Certa vez, conversando com um amigo,
ele me contou que resolvera visitar um psicólogo, porque queria apertar um
pouco seus parafusos. Contou-me que havia relutado muito, mas que um belo dia
tinha ligado para o consultório e marcado um horário. Lá chegando, acomodou-se
no divã e, após as considerações iniciais de praxe, ouviu a seguinte pergunta
vinda do terapeuta: “quem é você?”.
Disse que não soube responder e que,
diante do fato de simplesmente não poder responder àquela pergunta, desabou em
lágrimas. Chorava copiosamente enquanto se dava conta de que não sabia quem era
ele próprio, até que enfim se acalmou a deu curso à consulta. E a partir daí eu
já tinha deixado de prestar atenção no relato sobre a primeira sessão de
terapia e me concentrava, incomodado, na pergunta que tinha deixado meu colega
tão fora de si: “quem é você?”.
Albert Camus, escritor francês,
possui uma célebre frase: “Se queres ser reconhecido, é só dizeres quem és.
Creio que não sabemos quem somos. O que alguém faz, no fundo, é muito mais
importante do que o que sabe sobre si mesmo”. José Saramago, noutro passo,
dizia que viver sem saber onde estamos era algo na vida que não poderia
suportar, e arrematava com ironia: “Sim, estamos na Terra, no sistema solar, na
galáxia, mas realmente onde estamos?”. Pois não creio que saibamos.

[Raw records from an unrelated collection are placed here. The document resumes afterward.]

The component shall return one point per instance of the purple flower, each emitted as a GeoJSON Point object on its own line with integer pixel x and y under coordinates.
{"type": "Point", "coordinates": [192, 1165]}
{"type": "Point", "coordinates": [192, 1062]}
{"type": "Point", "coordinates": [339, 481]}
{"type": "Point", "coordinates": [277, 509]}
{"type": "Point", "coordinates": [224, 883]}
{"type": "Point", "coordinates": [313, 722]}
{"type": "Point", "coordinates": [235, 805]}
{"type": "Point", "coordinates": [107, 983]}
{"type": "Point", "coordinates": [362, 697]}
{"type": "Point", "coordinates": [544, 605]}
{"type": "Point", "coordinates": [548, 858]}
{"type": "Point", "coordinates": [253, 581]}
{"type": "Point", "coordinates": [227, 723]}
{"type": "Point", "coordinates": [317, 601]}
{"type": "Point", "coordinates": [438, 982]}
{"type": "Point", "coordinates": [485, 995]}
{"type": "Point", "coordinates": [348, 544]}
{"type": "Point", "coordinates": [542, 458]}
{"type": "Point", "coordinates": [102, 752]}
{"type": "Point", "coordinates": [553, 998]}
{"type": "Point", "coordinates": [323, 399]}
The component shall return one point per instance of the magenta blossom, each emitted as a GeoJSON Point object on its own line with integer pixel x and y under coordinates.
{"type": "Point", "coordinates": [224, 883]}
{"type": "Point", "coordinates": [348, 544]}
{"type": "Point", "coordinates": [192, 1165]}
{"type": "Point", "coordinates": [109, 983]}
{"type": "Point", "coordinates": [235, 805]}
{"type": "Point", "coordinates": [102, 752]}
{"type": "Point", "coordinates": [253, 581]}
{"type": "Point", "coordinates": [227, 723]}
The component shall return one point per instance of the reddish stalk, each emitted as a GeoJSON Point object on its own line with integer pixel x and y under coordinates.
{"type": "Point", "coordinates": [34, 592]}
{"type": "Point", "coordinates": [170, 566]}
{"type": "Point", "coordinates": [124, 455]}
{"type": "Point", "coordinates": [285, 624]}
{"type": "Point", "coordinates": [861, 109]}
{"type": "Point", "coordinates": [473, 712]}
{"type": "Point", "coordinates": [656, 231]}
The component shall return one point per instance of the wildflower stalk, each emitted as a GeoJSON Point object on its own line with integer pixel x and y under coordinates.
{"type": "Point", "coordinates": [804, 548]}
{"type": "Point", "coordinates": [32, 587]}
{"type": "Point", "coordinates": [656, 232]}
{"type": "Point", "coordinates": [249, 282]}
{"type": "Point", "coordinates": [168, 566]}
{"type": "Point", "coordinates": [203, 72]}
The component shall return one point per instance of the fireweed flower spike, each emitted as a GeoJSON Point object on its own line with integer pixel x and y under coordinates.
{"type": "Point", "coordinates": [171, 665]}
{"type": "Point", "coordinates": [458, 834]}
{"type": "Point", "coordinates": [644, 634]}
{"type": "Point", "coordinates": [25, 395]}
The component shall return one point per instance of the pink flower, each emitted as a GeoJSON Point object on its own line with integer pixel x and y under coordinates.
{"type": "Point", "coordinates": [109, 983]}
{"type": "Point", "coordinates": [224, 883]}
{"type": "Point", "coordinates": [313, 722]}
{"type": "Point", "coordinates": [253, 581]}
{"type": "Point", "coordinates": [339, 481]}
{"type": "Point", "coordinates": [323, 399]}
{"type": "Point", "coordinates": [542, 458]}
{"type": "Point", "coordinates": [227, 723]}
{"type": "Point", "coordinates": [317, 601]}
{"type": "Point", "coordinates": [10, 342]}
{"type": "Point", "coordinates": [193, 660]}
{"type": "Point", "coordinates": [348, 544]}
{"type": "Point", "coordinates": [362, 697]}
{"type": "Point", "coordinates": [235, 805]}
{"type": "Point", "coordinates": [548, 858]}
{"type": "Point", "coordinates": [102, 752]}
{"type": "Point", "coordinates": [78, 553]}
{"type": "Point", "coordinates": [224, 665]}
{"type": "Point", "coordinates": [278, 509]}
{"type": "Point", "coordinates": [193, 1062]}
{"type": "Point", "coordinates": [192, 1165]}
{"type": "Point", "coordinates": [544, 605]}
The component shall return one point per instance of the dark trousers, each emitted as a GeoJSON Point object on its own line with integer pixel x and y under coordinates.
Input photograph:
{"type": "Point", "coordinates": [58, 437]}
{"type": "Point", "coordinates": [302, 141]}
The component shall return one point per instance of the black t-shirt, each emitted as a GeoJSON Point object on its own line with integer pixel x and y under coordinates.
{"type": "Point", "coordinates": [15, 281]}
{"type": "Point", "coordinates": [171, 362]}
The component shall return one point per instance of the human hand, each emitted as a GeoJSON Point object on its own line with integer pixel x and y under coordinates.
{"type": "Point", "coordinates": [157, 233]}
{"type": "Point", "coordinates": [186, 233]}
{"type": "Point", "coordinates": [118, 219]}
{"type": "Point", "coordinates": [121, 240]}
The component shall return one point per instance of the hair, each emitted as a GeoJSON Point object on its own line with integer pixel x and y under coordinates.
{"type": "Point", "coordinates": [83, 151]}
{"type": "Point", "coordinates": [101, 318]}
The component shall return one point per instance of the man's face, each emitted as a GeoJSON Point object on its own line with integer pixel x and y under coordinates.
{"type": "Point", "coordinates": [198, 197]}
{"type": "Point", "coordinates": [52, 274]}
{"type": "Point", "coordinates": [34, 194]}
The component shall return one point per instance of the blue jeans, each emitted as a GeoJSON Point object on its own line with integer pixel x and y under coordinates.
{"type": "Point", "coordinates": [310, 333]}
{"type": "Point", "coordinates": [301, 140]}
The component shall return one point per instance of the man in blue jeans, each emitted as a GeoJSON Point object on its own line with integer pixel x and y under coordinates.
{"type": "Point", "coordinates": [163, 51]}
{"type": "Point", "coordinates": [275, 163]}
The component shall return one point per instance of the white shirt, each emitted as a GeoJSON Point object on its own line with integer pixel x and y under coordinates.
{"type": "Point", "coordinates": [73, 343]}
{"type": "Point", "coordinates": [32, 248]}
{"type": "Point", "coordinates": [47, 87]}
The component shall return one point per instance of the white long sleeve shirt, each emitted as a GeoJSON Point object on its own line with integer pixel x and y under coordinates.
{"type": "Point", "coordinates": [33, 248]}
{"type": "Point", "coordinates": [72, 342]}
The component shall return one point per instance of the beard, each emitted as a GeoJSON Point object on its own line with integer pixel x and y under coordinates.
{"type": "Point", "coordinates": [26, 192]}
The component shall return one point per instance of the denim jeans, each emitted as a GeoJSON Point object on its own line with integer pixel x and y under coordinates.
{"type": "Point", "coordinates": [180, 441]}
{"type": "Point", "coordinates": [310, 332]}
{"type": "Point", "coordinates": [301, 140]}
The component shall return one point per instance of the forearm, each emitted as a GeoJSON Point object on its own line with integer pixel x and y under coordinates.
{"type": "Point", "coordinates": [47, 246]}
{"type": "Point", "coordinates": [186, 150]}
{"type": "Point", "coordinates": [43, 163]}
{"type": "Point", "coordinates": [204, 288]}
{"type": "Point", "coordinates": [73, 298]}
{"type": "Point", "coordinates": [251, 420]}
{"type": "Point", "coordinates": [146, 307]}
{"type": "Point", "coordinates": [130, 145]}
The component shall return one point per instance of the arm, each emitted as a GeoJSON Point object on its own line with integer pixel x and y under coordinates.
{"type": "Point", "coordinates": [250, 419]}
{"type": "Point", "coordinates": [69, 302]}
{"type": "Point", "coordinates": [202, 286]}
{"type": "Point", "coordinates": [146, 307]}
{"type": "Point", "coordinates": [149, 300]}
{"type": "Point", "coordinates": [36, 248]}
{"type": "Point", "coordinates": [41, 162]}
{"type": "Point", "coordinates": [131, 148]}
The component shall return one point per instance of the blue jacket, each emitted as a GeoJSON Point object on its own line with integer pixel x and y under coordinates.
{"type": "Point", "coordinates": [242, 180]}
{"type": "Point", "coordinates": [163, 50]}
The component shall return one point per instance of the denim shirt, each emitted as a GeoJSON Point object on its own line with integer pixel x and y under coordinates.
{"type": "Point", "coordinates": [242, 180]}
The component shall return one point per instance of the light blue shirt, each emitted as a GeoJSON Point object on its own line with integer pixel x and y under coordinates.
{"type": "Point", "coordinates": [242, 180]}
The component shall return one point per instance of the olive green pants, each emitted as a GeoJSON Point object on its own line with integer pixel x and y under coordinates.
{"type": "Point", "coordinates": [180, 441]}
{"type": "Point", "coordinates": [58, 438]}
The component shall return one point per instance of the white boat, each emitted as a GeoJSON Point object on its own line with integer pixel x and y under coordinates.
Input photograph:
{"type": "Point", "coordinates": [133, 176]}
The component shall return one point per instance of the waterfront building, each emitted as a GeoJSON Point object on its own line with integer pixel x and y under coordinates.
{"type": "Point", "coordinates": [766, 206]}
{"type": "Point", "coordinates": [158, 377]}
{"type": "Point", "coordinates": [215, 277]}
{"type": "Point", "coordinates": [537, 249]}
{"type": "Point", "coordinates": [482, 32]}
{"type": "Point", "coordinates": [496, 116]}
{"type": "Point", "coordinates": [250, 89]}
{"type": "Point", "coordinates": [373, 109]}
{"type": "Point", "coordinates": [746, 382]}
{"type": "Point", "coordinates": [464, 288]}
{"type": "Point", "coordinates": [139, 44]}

A existência humana é marcada pela
ignorância e pela dúvida; a curiosidade e a busca pelo conhecimento são
consequências disso, e a Filosofia e a Ciência, que mais nos dão novas
perguntas do que novas respostas, estão aí para nos provar isso. E nós, quem
somos? A esse questionamento é quase impossível responder. Sabemos quem amamos,
o que comemos, com o que trabalhamos e o que gostamos de fazer nas horas vagas,
mas jamais poderemos afirmar com certeza que sabemos quem somos.
Por esse motivo, muito
provavelmente, é o que homem vive em conflito com o mundo: porque não se
conhece e não consegue resolver seus conflitos internos. Lembro-me de outra
anedota. Visitei um “clube do livro” outro dia, apesar de não ter lido o livro
que havia sido indicado para a reunião; justamente por não ter lido o livro,
fiz questão de atentar para os debates. Já não me recordo o enredo, mas grande
parte das discussões versou sobre “descoberta” e “consciência” do próprio
caminho, e sobre como o indivíduo busca conhecer a si próprio, exatamente por
ser insipiente.
Depois de ter ficado a reunião toda
calado (afinal, não tinha lido o livro!), fui questionado sobre o tema em
pauta. Confesso que pensei pouco e acabei falando qualquer besteira que, na
hora, me tinha soado como puro artifício de retórica... Horas depois, pensando
sobre o assunto, cheguei à conclusão de que não tinha ido tão mal, e que minhas
palavras até que faziam algum sentido. E se fôssemos a eterna busca pelo
autoconhecimento? Enxergamos a vida sob uma ótica embaçada, e todos os dias
tentamos “limpar a janela” dos nossos olhos, desconstruir nossas impressões e
expectativas, e nos conhecer melhor. É isso que somos?
Publicado no jornal AMAZONAS EM TEMPO em 7 de dezembro de 2013.